Deferred Activation: Thinking Models
Models like Qwen3 emit <think>...</think> blocks before their actual answer.
If the grammar is active from the start, it would block the model from emitting
these thinking tokens (which are not valid JSON or whatever the target grammar is).
Deferred activation solves this:
void Grammar::set_trigger_text(const std::string& text) {
awaiting_trigger_ = true;
trigger_text_ = text;
trigger_buf_.clear();
}
When awaiting_trigger_ is true, apply() returns immediately without masking
any tokens. The accept() method accumulates generated text in trigger_buf_
and watches for the trigger string (typically </think>). Once the trigger is
found, awaiting_trigger_ flips to false and the grammar begins constraining
output normally.
Generation flow with deferred grammar:
Tokens: <think> I need to format this as JSON </think> { " n a m e " ...

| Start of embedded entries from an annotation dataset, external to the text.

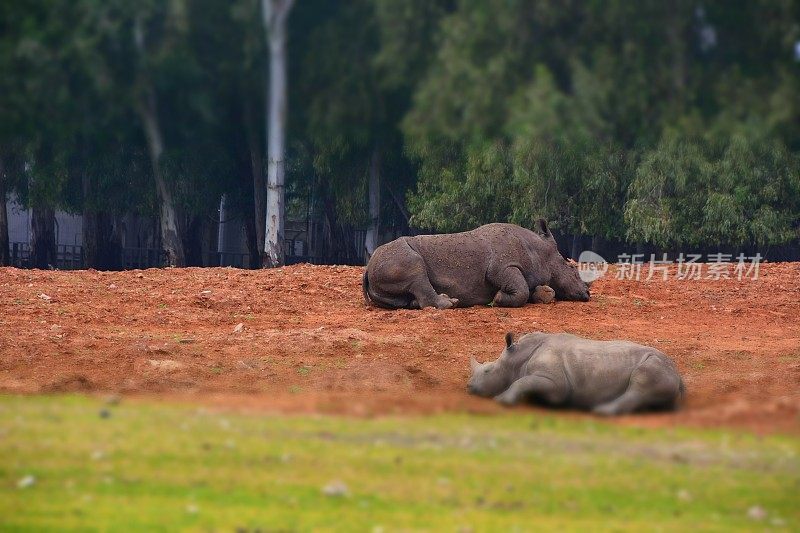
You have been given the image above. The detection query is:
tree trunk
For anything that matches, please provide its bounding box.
[364,148,381,261]
[183,215,206,266]
[0,157,11,266]
[134,18,186,267]
[243,207,264,268]
[261,0,294,267]
[30,206,56,269]
[570,233,583,261]
[244,98,267,268]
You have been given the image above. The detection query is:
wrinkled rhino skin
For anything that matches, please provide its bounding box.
[467,332,684,416]
[363,220,589,309]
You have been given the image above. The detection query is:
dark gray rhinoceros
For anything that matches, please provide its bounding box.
[467,333,684,415]
[363,220,589,309]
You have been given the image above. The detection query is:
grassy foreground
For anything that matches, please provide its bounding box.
[0,396,800,531]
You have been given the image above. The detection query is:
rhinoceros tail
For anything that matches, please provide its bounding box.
[361,268,372,305]
[361,269,410,309]
[673,376,686,409]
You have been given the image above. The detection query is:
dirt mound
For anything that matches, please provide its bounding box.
[0,263,800,432]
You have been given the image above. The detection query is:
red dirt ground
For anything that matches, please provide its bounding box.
[0,263,800,433]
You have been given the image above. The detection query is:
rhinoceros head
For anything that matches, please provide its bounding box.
[538,219,589,302]
[467,333,514,398]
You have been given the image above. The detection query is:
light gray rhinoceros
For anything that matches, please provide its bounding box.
[467,332,684,415]
[362,220,589,309]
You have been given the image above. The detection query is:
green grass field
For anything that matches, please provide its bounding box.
[0,396,800,531]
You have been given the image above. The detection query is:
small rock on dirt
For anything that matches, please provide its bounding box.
[147,359,183,370]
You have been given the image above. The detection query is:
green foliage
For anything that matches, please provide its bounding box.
[0,0,800,254]
[625,134,800,245]
[403,1,800,245]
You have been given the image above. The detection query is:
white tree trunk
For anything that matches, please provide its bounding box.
[261,0,294,267]
[364,148,381,261]
[134,18,186,267]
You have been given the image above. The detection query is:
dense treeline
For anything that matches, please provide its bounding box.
[0,0,800,267]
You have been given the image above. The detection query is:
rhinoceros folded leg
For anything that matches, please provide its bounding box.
[494,374,568,405]
[489,267,530,307]
[592,355,680,416]
[409,277,458,309]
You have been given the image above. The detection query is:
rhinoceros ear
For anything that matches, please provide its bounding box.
[536,218,555,241]
[506,331,514,348]
[469,357,481,372]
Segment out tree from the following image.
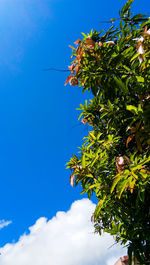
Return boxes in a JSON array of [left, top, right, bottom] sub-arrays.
[[66, 0, 150, 265]]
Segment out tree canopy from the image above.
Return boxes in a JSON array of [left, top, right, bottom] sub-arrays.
[[66, 0, 150, 265]]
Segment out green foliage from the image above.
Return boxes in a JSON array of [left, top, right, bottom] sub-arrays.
[[66, 0, 150, 265]]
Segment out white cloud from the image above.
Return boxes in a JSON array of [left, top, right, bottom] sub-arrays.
[[0, 199, 124, 265], [0, 220, 12, 229]]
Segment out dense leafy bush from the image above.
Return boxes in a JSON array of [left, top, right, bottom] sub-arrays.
[[66, 0, 150, 265]]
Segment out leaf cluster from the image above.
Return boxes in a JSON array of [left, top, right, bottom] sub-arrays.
[[66, 0, 150, 264]]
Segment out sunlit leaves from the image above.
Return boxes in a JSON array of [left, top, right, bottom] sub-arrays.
[[66, 0, 150, 265]]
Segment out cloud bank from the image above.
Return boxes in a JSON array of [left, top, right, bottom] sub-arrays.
[[0, 199, 124, 265]]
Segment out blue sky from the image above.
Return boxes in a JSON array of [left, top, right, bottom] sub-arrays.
[[0, 0, 149, 265]]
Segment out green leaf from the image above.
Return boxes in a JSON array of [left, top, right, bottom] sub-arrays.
[[81, 154, 85, 168], [114, 76, 128, 94], [126, 105, 138, 114]]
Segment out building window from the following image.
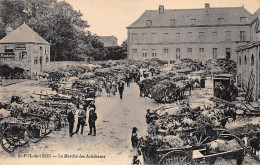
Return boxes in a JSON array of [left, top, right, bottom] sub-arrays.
[[226, 31, 231, 41], [218, 18, 224, 24], [142, 33, 147, 44], [152, 33, 157, 44], [251, 54, 255, 66], [176, 48, 181, 60], [226, 48, 231, 59], [240, 17, 246, 23], [132, 34, 138, 44], [152, 49, 157, 57], [175, 33, 181, 42], [191, 19, 196, 25], [188, 32, 193, 41], [170, 19, 175, 26], [146, 20, 152, 27], [142, 49, 147, 58], [240, 31, 246, 41], [170, 60, 175, 64], [199, 32, 204, 41], [34, 58, 38, 65], [19, 51, 27, 60], [212, 32, 218, 41], [163, 33, 169, 43], [5, 48, 14, 53], [213, 48, 218, 60]]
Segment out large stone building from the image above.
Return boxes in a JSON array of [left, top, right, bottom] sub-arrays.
[[127, 4, 253, 62], [236, 9, 260, 101], [0, 24, 50, 77], [99, 36, 118, 47]]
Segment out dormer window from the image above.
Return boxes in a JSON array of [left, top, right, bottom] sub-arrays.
[[218, 18, 224, 24], [170, 19, 175, 26], [191, 19, 196, 25], [146, 20, 152, 27], [240, 17, 246, 23]]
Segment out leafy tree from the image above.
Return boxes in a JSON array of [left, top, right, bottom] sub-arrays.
[[106, 46, 127, 60]]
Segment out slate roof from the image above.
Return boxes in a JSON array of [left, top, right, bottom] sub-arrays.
[[127, 7, 253, 28], [0, 23, 49, 44]]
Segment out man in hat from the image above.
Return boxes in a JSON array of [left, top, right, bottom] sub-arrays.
[[88, 107, 97, 136], [88, 99, 96, 111], [75, 105, 86, 134], [68, 110, 75, 137], [118, 80, 125, 100]]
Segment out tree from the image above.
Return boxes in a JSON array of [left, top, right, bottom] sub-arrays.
[[0, 0, 93, 60], [106, 46, 127, 60]]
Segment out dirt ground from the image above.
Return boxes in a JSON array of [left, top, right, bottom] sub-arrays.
[[0, 80, 258, 165]]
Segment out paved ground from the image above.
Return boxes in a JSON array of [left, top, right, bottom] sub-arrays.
[[0, 80, 258, 165], [0, 81, 158, 164]]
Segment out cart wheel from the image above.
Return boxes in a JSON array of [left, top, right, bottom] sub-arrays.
[[30, 118, 47, 143], [192, 131, 210, 146], [159, 151, 194, 165], [1, 125, 30, 153]]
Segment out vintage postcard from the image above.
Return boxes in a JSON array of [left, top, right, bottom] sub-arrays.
[[0, 0, 260, 165]]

|<--- grammar inactive, all tokens allowed --->|<-- grammar active -->|
^
trigger "</think>" matched here
The Full apply/accept Cycle
Here is the complete lifecycle during constrained generation:
1. Encode prompt, prefill
2. For each decode step:
a. Forward pass -> logits [vocab_size]
b. grammar.apply(logits, vocab_size)
- For each token, check if its codepoints form a valid continuation
- Set invalid tokens' logits to -inf
c. Sample token from masked logits
d. grammar.accept(token_id)
- Advance NPDA stacks through the token's codepoints
e. If grammar.is_done() or grammar.is_exhausted(), stop
3. Output is guaranteed to match the grammar
Summary
Grammar engine architecture:
GBNF string ──> [Parser] ──> GrammarRules (vectors of GrammarElement)
|
v
[NPDA engine]
|
+-----------+-----------+
| |
apply(logits) accept(token)
| |
mask invalid advance stacks
tokens to -inf through codepoints
| |
[Sampling] [next step]
JSON Schema ──> [SchemaConverter] ──> GBNF string ──> (same pipeline)
The grammar engine adds negligible latency to each decode step – the
reject_candidates() function processes ~100K tokens in microseconds because
most tokens are rejected by the first code point match. The real cost is the
one-time init_vocab() call that pre-computes code points for the entire
vocabulary, which takes a few milliseconds.